Vamos a reconstruir la escena y nos trasladamos a Namibia, a un pueblecito del norte del país, a 750 kilómetros de la capital. Es decir, lejos de cualquier parte. En la comisaría del pueblo se llevaron un susto morrocotudo cuando escucharon varias explosiones en las afueras de la aldea. Los policías del destacamento salieron a la calle con prisas, donde coincidieron con los nativos del lugar. Todos miraban al cielo, nadie sabía qué había pasado.
Cinco días después, un nativo llamado... no sé... Pepe, o algo parecido, descubrió un cráter de casi cuatro metros de diámetro. En medio, a un pie de profundidad, había una misteriosa esfera metálica. Pepe salió corriendo, pies para qué os quiero, se plantó en la comisaría, comentó el hallazgo y fue sometido inmediatamente a la prueba de alcoholemia.
Aquel día, por suerte para él, Pepe no había bebido. Así que los policías siguieron a Pepe hasta el cráter misterioso y dieron con la bola de metal que había descrito. Procedía del cielo, sin duda. Pocas horas después, el tranquilo villorio namibio se había convertido en el centro del mundo.
El Gobierno de Namibia solicitó la ayuda de expertos de la NASA y la ESA, que se trasladaron al lugar del suceso mientras los ufólogos y los internautas más imaginativos ya corrían la voz de una invasión extraterrestre. A juzgar por lo que se decía, en cualquier momento iban a salir de la bola unos hombrecillos verdes con tentáculos y ganas de liarla con la Humanidad. Porque, atención, si uno buscaba en las hemerotecas encontraba bolas como ésa en África, Australia y Sudamérica. ¡Qué maldad, la de los marcianos! Por lo visto, llevan tiempo planeando la invasión.
Pero los científicos que llegaron al lugar se acercaron a la bola metálica, le dieron una patada (bong...) y declararon que era segura, que ya no había ningún peligro de explosión. Uno se pregunta a santo de qué tanta familiaridad con un objeto desconocido procedente del espacio.

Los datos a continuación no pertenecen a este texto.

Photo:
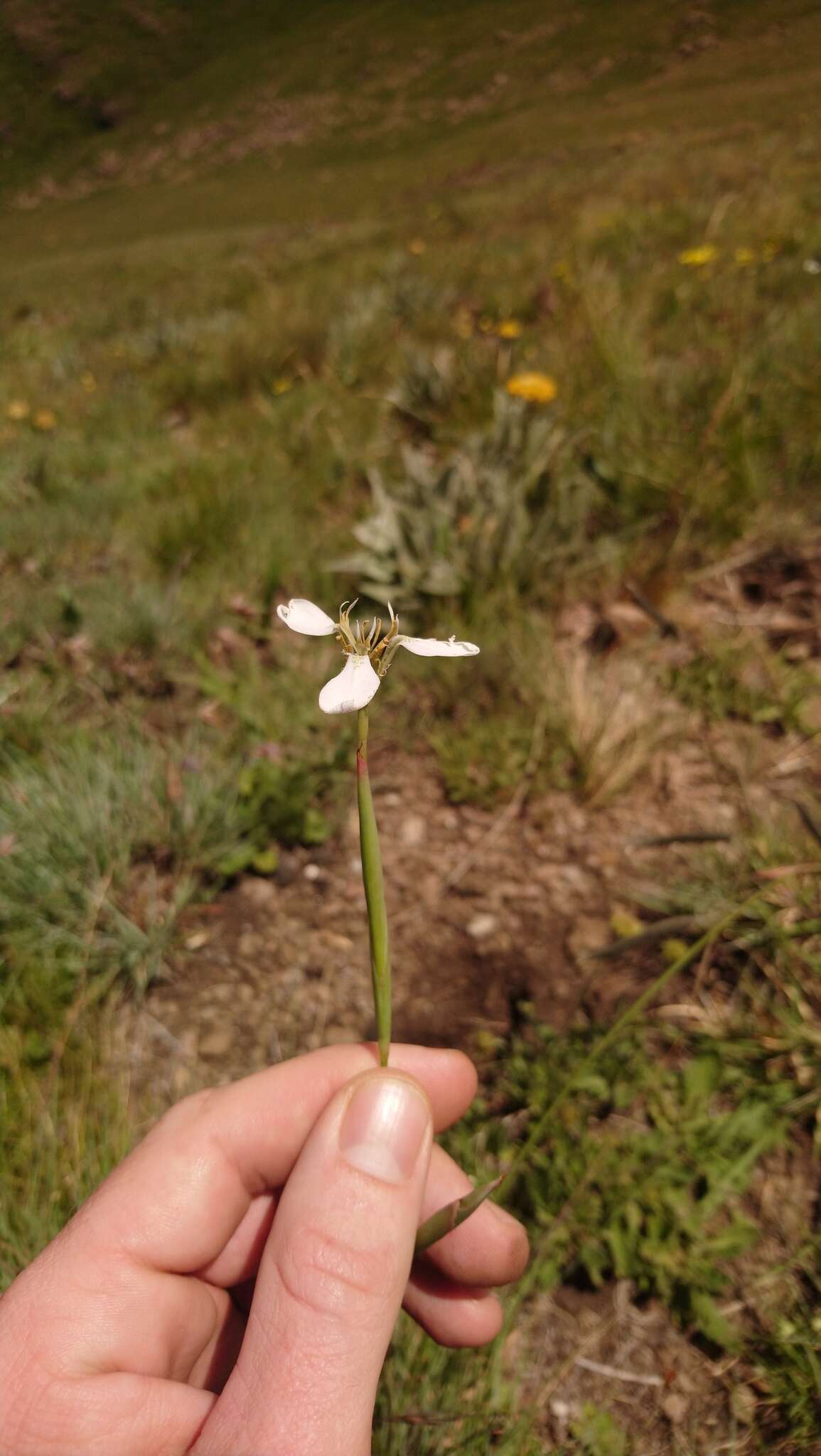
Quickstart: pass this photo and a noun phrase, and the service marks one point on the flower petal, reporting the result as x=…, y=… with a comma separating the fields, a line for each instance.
x=305, y=616
x=351, y=689
x=433, y=647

Pero los ingenieros que se desplazaron al lugar vieron la bola y exclamaron: ¡Caramba! ¿Qué hace aquí un depósito de hidracina de treinta y nueve litros?, que es lo que suelen exclamar los ingenieros en estos casos.
Sí, damas y caballeros, no era una avanzadilla extraterrestre, sino uno de los depósitos de combustible de un cohete de tamaño medio, de ésos que lanzan satélites de televisión. Medía treinta y cinco centímetros de diámetro y estaba formado por dos semiesferas soldadas entre sí. Nada del otro jueves. Los ingenieros de la NASA y de la ESA la identificaron sólo con verla.
En cuanto a las bolas semejantes caídas del cielo en el hemisferio sur, los ingenieros espaciales señalaron que muchas rutas de los cohetes no tripulados en su camino hacia su órbita definitiva pasan precisamente por ahí, por África, Australia y Sudamérica. Es normal, pues, que de vez en cuando alguien dé con un pedazo de cohete caído del cielo, y que ese pedazo sea un depósito de combustible se explica porque éstos son especialmente resistentes a la corrosión y el calor.
Así que, amigos míos, tranquilos, que los hombrecillos de verde y con tentáculos todavía no están aquí. Son potencialmente más peligrosos esos hombrecillos endiosados con corbata que aseguran, refugiados en la mediocridad que los envuelve, que no hay otra manera de enfrentarse con la crisis que sacar la tijera y recortar lo que se da a los pobres.
Ahora bien, si es usted vecino de África, Australia o Sudamérica, mejor que salga a la calle con paraguas, no le caiga un bólido artificial encima.